The Orioles introduced Thursday morning that they’ve signed first-round choose Vance Honeycutt. The UNC outfielder, chosen with the No. 22 total choose, was the final remaining unsigned first-round choose after ECU righty Trey Yesavage — the No. 20 total choice — agreed to phrases with the Blue Jays lower than an hour in the past. Honeycutt will take dwelling a $4MM bonus, studies Jim Callis of MLB.com, which sits a bit north of his $3.802MM slot worth.
Honeycutt, 21, performed three seasons for the Tar Heels and batted a mixed .293/.412/.638 throughout his NCAA profession — together with an enormous .318/.410/.714 batting line and 28 dwelling runs throughout his junior season.

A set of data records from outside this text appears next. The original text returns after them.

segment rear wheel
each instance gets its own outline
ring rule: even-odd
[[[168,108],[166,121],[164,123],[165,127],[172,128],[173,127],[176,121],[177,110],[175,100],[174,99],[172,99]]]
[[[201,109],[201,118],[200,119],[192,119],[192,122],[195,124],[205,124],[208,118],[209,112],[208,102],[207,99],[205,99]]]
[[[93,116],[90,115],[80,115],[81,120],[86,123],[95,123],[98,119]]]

These 28 round-trippers tied him with No. 1 total choose Travis Bazzana for seventh in all of Division-I baseball.
The 6’3″, 205-pound Honeycutt has clear uncooked energy, and regardless of his gaudy batting line it’s his defensive acumen for which he attracts essentially the most reward. He’s a two-time ACC Defensive Participant of the Yr who scouts imagine can stick in middle area whereas displaying plus vary and a plus arm. Eye-catching as his 28 homers and hefty slash stats had been all through his profession, Honeycutt has commonly punched out at a excessive charge, together with throughout his junior season when he went down on strikes in 27.5% of his plate appearances. He nonetheless drew walks at a powerful 11.9% clip, however the frequent punchouts have created a comparatively wide selection of opinions.
Baseball America, for example, ranked him because the draft’s No. 13 prospect. Different retailers weren’t all so bullish. MLB.com listed him twenty second. ESPN’s Kiley McDaniel ranked him twenty fifth. Keith Regulation of The Athletic tabbed him because the No. 41 prospect, and FanGraphs’ Eric Longenhagen ranked him forty second. That also makes him one of many consensus prime place gamers within the draft and a transparent Day 1 expertise, however Honeycutt’s shaky contact expertise create a broad vary of offensive outcomes, at the same time as his energy, pace and defensive aptitude give him an affordable ground. Callis and colleague Jonathan Mayo maybe put it greatest of their scouting writeup for MLB.com: “How a lot Honeycutt hits will decide if he turns into Drew Stubbs or higher than that.”